We obtained 60 long-term follow-up biopsies from the 150 patients. The biopsies were obtained an average of 62 months from EOT (range: 48-78 months), making this the largest dataset of late histologic outcomes evaluated after SVR to date. Forty-nine patients, including eight patients with cirrhosis and four with advanced fibrosis pre-treatment, had paired pre-treatment and long-term follow-up biopsies available for blind rescoring. Liver biopsies are inherently small samples of large organs and estimation of collagen deposition and architectural changes can vary even between experienced pathologists (15
). In this study, biopsies were considered acceptable for analysis by the pathologist and potential bias was minimized by randomly sorting the coded slides. Forty of 49 patients (82%) had decreased fibrosis scores and 45 (92%) had decreased inflammation scores on long-term follow-up biopsies. Declines in periportal hepatitis (94%) and portal inflammation (82%) were more frequent than declines in necrosis (69%) scores. In comparison, prior studies reported decreases in fibrosis in paired pre-treatment and post-treatment biopsies in 29% (14
), 44% (18
), and 59% (13
) of patients with SVR. The mean time in these studies between biopsies was 1.6 years (14
), 2.5 years (18
), and 3.7 years (13
), respectively. As we found 82% of patients with paired biopsies obtained a mean of 5.2 years apart had decreased fibrosis, the percentage of patients with SVR who have decreased fibrosis post-treatment may increase over time. These studies also reported 87% (18
) and 89% (13
) of patients had decreased inflammation on paired biopsies, similar to our study.

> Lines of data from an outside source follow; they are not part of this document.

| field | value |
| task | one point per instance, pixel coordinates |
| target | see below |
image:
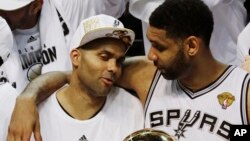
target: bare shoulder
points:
(137, 75)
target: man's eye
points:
(120, 61)
(104, 57)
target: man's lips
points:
(108, 81)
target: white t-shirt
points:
(44, 47)
(121, 115)
(7, 102)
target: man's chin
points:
(169, 76)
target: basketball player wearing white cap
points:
(187, 93)
(43, 29)
(90, 108)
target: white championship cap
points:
(10, 5)
(101, 26)
(6, 41)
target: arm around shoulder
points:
(137, 75)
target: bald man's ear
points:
(192, 45)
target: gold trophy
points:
(148, 134)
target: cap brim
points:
(112, 32)
(10, 6)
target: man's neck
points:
(78, 104)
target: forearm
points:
(44, 85)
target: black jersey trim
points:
(151, 91)
(209, 87)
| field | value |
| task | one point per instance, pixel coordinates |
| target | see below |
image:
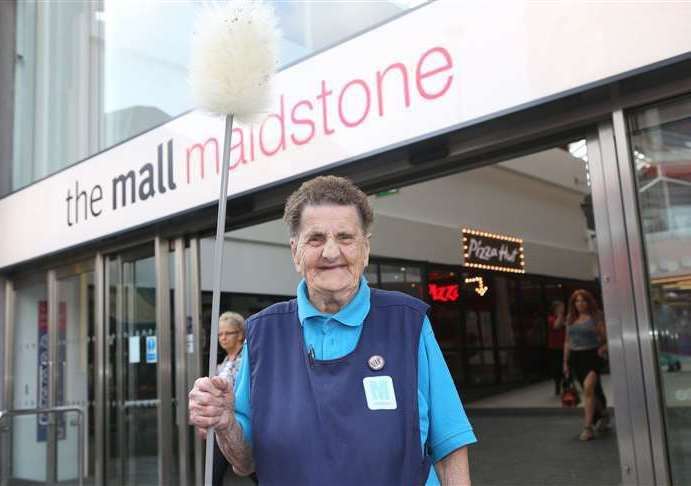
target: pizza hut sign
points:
(490, 251)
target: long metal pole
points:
(218, 274)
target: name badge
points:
(379, 393)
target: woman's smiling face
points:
(331, 249)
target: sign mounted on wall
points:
(375, 92)
(490, 251)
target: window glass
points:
(661, 146)
(403, 278)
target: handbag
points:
(569, 395)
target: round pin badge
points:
(376, 362)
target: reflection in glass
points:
(29, 432)
(75, 374)
(661, 146)
(133, 353)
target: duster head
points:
(234, 55)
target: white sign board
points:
(445, 64)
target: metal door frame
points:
(640, 429)
(54, 276)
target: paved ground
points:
(519, 448)
(536, 395)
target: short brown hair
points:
(327, 190)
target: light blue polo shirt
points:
(442, 418)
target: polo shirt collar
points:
(352, 314)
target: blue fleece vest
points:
(310, 421)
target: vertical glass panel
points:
(75, 375)
(29, 433)
(661, 146)
(506, 299)
(132, 365)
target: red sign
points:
(444, 293)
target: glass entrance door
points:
(151, 357)
(132, 361)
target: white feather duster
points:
(234, 55)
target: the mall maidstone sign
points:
(438, 67)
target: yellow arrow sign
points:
(481, 288)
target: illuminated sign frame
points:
(505, 241)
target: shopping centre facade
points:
(511, 157)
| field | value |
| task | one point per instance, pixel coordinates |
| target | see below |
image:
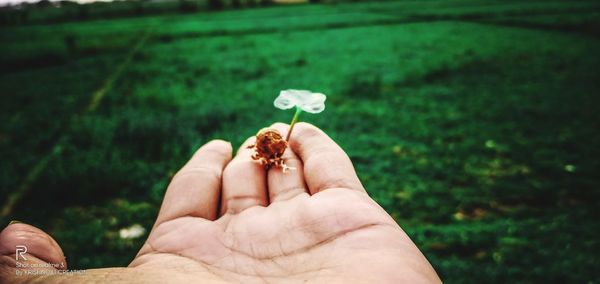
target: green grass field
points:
(473, 123)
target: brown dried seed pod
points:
(269, 148)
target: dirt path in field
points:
(95, 100)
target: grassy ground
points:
(474, 123)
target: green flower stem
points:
(294, 120)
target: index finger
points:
(326, 165)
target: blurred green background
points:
(473, 123)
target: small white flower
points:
(132, 232)
(305, 100)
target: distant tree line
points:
(45, 11)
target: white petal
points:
(305, 100)
(315, 103)
(285, 100)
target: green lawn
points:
(473, 123)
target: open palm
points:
(230, 220)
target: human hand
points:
(230, 220)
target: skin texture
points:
(230, 220)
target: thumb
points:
(25, 247)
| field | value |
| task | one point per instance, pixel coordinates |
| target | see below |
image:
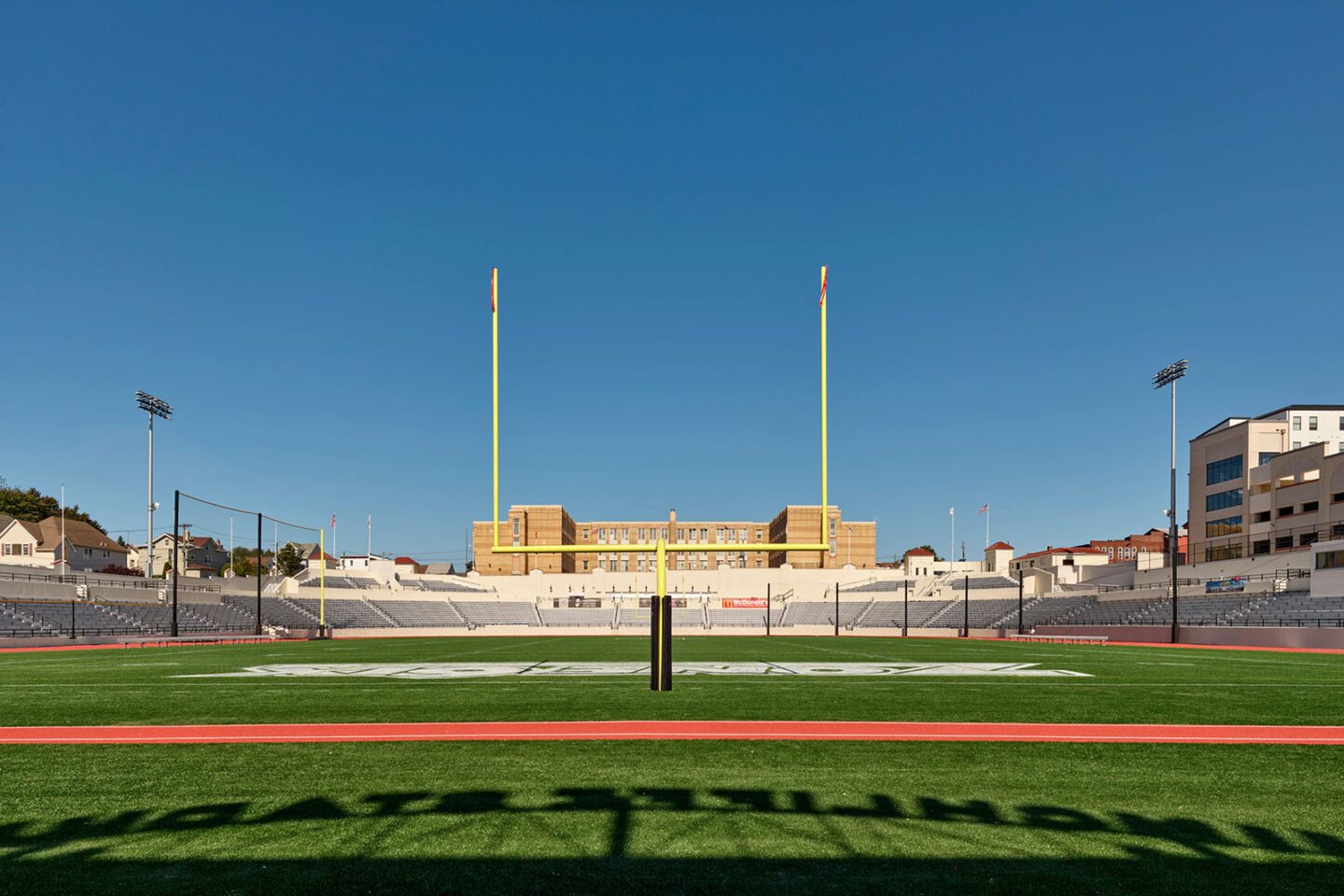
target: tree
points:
(33, 505)
(289, 560)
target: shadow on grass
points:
(1036, 847)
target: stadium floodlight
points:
(660, 617)
(153, 406)
(1169, 376)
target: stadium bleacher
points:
(578, 617)
(422, 614)
(497, 613)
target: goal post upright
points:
(660, 605)
(495, 397)
(825, 508)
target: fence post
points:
(1020, 629)
(965, 606)
(176, 555)
(259, 574)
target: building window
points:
(1329, 560)
(1224, 553)
(1227, 525)
(1224, 470)
(1222, 500)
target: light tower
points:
(155, 407)
(1169, 376)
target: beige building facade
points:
(1267, 485)
(851, 543)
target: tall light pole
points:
(1169, 376)
(155, 407)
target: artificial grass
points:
(1127, 684)
(669, 817)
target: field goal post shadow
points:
(660, 608)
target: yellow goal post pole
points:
(495, 397)
(825, 510)
(321, 580)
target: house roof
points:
(1048, 551)
(78, 534)
(31, 528)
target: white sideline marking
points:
(434, 670)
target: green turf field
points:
(672, 817)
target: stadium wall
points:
(1219, 636)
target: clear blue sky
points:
(273, 214)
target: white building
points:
(40, 544)
(1060, 563)
(1328, 568)
(1267, 483)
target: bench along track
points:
(665, 730)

Of the 12 patients with advanced fibrosis or cirrhosis pre-treatment in the rescored dataset, ten (83%) had decreased fibrosis scores on long-term follow-up biopsy; two-thirds had a two-point or greater decrease in fibrosis score. Cirrhosis was no longer histologically noted in six of eight patients; the other two patients developed HCC. Two of the forty-nine long-term follow-up biopsies were “normal” based on scores of 0 for fibrosis, periportal hepatitis, necrosis, and portal inflammation. One of these had had stage 3 fibrosis pre-treatment. Eight additional patients had nearly normal liver tissue on long-term follow-up biopsy based on having a score of 0 in 3 of the 4 measured outcomes and a score of 1 in the remaining outcome. Thus recovery of normal or nearly normal liver tissue was seen in 10 of 49 (20%) blindly rescored paired biopsies. Other studies have also reported recovery of normal or near-normal liver tissue after SVR (18
In summary, we enrolled 150 patients with SVR after therapy for chronic HCV in a long-term clinical follow-up study. The majority of patients did very well but two patients with cirrhosis pre-treatment developed HCC two or more years after SVR and one died from recurrent liver cancer after OLT. This represents a 12.5% risk of HCC and a 6.25% risk of death from liver cancer in patients who had cirrhosis pre-treatment. No other late complications of liver disease were seen. All other patients with cirrhosis or advanced fibrosis pre-treatment had improved fibrosis scores on long-term follow-up. No definite serum virologic relapse was seen despite extensive testing. A persistently elevated ALT after SVR was indicative of new liver disease (HCC and autoimmune hepatitis) in two patients. Long-term follow-up biopsies were obtained from 60 patients a mean of 62 months after end of treatment and all but the two patients who developed HCC had evidence of histologic improvement in inflammation, fibrosis, or both. In conclusion, the clinical, virologic, biochemical, and histologic outcomes of patients followed 5 years after SVR is favorable and recovery of normal or nearly normal liver architecture is possible. However patients with cirrhosis pre-treatment remain at risk for late development of HCC.